Moir Mackenzie
- Born: James Moir Mackenzie 17 October 1886 Sunderland, England
- Died: 22 January 1963 (aged 76) Chichester, England

Rugby union career
- Position: Forward

Amateur team(s)
- Years: Team / Apps / (Points)
- Edinburgh University

Provincial / State sides
- Years: Team / Apps / (Points)
- 1906: Edinburgh District
- 1911: Blues Trial

International career
- Years: Team / Apps / (Points)
- 1905-11: Scotland / 9 / (0)

62nd President of the Scottish Rugby Union
- In office 1948–1949
- Preceded by: Robert Scott
- Succeeded by: Hamish Shaw

= James MacKenzie (rugby union) =

Scotland international rugby union player

Sir James Moir MacKenzie KBE, CMG (17 October 1886 – 22 January 1963) was a Scotland international rugby union player and later director of the Federation of British Industries.

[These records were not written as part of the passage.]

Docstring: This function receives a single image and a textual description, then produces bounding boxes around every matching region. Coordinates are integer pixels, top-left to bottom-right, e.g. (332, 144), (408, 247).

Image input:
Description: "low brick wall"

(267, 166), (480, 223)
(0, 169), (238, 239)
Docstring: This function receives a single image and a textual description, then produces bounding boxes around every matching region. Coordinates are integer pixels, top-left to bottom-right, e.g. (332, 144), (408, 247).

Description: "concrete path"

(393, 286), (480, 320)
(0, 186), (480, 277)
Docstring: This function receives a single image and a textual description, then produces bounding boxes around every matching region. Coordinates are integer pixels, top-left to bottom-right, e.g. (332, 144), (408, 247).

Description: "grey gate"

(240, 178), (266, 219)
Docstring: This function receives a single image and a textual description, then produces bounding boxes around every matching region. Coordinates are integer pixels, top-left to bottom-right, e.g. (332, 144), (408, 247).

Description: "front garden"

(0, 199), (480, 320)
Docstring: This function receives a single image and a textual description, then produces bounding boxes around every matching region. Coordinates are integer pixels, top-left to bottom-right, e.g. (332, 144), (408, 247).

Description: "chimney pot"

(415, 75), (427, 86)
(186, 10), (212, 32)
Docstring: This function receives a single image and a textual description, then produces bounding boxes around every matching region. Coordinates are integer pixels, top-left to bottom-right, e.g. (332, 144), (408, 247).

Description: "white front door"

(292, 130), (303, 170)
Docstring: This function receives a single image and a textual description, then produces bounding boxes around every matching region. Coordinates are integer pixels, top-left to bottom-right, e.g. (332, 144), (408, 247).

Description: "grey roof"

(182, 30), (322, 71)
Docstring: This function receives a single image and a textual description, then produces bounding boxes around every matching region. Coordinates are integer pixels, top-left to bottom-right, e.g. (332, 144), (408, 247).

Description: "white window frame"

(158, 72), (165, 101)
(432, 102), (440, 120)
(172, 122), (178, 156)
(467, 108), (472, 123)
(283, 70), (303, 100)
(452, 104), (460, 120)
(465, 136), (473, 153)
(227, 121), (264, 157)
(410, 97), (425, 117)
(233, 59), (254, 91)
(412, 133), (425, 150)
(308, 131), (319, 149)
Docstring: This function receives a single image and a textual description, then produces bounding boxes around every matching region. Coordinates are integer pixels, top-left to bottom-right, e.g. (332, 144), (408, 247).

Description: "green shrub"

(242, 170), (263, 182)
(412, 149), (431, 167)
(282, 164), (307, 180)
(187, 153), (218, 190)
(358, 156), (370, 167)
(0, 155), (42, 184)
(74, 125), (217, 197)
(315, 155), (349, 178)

He was the 62nd President of the Scottish Rugby Union.

==Rugby union career==

===Amateur career===

He played for Edinburgh University.

===Provincial career===

He played for Edinburgh District in the inter-city match of 1906.

He played for the Blues Trial side against the Whites Trial side on 21 January 1911 while still with Edinburgh University.

===International career===

He was capped nine times for Scotland between 1905 and 1911.

===Administrative career===

He was President of the Scottish Rugby Union for the period 1948 to 1949.